'The living walls': Russian artist breathes life into abandoned & shabby buildings (PHOTOS)
A Russian artist, Nikita Nomerz, launched the project dubbed “The living walls” in Nizhny Novgorod in 2010.
Nikita transforms the facades of disused and dilapidated buildings into characters with human emotions: happiness, embarrassment and even anger. City wasteland, trees and even bridges also come in for the magic treatment.
“It wanted to create a series of street works, which have a common idea of giving a second life to old, abandoned buildings,” writes Nikita on his official website page.
The artist compares street art and with standard drawings and painting, saying these two types have, “different feelings, different emotions and a different atmosphere.”

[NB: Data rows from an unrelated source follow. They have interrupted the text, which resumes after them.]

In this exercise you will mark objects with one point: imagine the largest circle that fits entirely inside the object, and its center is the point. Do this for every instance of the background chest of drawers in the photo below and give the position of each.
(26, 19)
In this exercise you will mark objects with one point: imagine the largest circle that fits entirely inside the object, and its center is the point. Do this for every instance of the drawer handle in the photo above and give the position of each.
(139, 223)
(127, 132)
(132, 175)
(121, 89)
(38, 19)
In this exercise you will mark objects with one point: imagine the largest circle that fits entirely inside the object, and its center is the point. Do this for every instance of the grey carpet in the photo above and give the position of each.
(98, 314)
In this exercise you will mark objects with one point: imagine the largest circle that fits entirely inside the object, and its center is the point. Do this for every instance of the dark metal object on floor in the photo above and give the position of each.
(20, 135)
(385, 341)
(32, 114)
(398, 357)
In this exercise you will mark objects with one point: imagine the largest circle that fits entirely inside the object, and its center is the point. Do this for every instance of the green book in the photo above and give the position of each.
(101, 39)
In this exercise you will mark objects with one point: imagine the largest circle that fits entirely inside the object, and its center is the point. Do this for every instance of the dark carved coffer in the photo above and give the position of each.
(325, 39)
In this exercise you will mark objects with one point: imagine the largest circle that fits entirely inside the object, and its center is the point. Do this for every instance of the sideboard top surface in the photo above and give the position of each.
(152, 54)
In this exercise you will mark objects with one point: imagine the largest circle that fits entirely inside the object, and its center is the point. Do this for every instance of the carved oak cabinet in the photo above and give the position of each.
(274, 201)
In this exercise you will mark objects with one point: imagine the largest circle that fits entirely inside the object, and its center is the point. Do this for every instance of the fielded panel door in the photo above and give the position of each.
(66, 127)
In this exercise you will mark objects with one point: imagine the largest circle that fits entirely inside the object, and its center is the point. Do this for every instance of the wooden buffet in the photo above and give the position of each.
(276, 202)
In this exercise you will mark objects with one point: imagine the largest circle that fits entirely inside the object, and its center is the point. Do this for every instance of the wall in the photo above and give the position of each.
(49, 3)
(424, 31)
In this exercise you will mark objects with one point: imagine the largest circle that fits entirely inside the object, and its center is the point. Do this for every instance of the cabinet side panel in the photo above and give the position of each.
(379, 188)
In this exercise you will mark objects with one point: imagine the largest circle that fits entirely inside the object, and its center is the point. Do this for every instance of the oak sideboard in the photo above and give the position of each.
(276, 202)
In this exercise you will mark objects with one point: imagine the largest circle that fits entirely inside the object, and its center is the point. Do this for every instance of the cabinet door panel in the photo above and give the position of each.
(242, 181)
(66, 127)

A scruffy water tower becomes a beacon of laughter and a bridge across a river assumes the aspect of a scary monster with sharp teeth, thanks to Nikita’s deft touch.

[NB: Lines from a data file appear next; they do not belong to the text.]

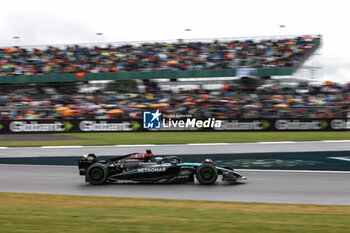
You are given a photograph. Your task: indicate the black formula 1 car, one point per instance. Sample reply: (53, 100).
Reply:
(143, 168)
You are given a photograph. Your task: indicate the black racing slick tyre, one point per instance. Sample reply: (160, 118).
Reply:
(97, 174)
(207, 173)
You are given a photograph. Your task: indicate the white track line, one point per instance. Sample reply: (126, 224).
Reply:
(208, 144)
(276, 142)
(60, 147)
(144, 145)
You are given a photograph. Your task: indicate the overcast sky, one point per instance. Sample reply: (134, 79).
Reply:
(75, 21)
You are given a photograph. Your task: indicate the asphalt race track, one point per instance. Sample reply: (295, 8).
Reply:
(262, 186)
(178, 149)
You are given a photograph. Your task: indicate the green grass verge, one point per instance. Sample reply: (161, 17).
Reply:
(66, 213)
(181, 137)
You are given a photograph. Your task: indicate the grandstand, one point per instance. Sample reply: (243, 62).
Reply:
(45, 83)
(153, 60)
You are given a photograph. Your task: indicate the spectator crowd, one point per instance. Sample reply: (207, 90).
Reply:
(304, 100)
(156, 56)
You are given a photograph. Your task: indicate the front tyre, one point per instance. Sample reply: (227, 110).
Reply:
(97, 174)
(207, 173)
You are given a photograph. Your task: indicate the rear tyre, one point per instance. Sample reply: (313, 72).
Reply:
(97, 174)
(206, 173)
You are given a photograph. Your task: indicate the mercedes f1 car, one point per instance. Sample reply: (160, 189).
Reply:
(143, 168)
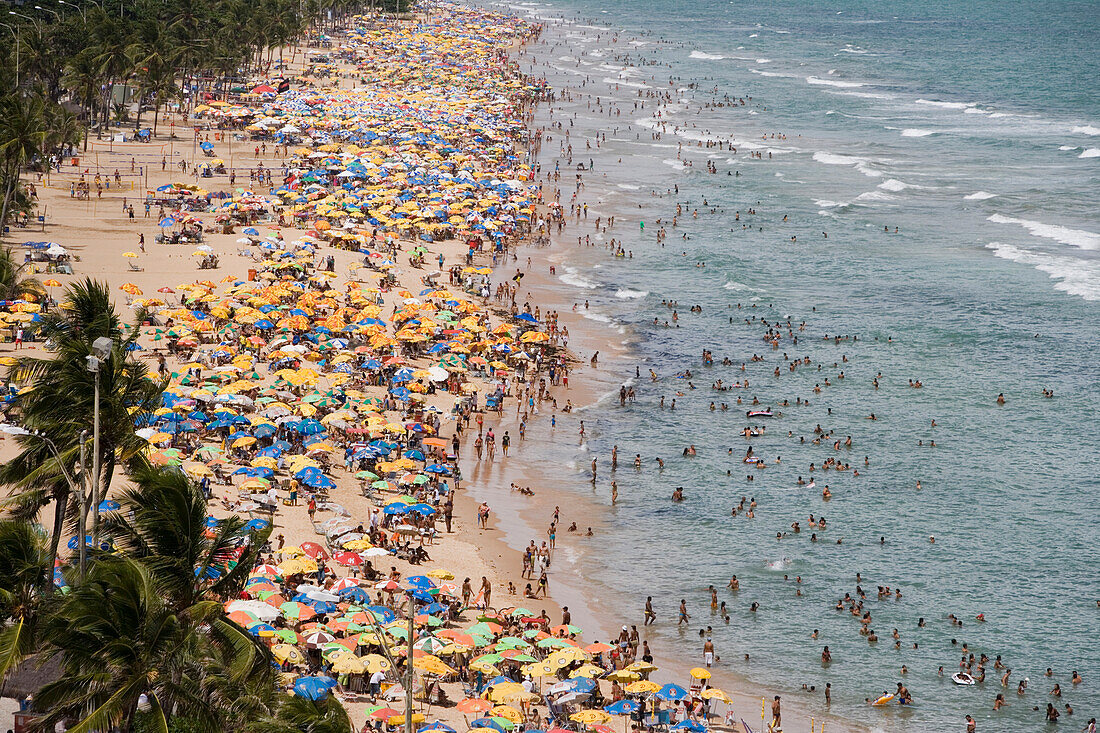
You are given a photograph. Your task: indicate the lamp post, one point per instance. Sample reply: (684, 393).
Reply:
(12, 29)
(56, 14)
(36, 26)
(77, 491)
(100, 352)
(84, 15)
(408, 669)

“When you are doing street art, you create a dialogue with passersby, architecture, and nature and with other artists. Maybe on streets, art is not so durable, but it's for real and alive. These works live their own life.”

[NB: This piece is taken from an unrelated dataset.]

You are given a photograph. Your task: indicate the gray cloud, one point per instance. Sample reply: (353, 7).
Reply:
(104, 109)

But Nikita didn’t stop with the “Living walls” project in Nizhny Novgorod. He was invited to breathe life into rundown buildings and other structures in Moscow, Ekaterinburg and Perm. Belarus also took a shine to the gifted artist, whose art now adorns buildings in Minsk and other cities in the country.
In 2013, Chinese Hainan Airlines’ official magazine published a piece on the talented artist in an article called: "The Smiling Crumbing Walls". After this publicity, Nikita was invited to Suyfunhe City in China where he brightened up the façade of a four-story building with a stunning piece of work called “The Chinese residents”.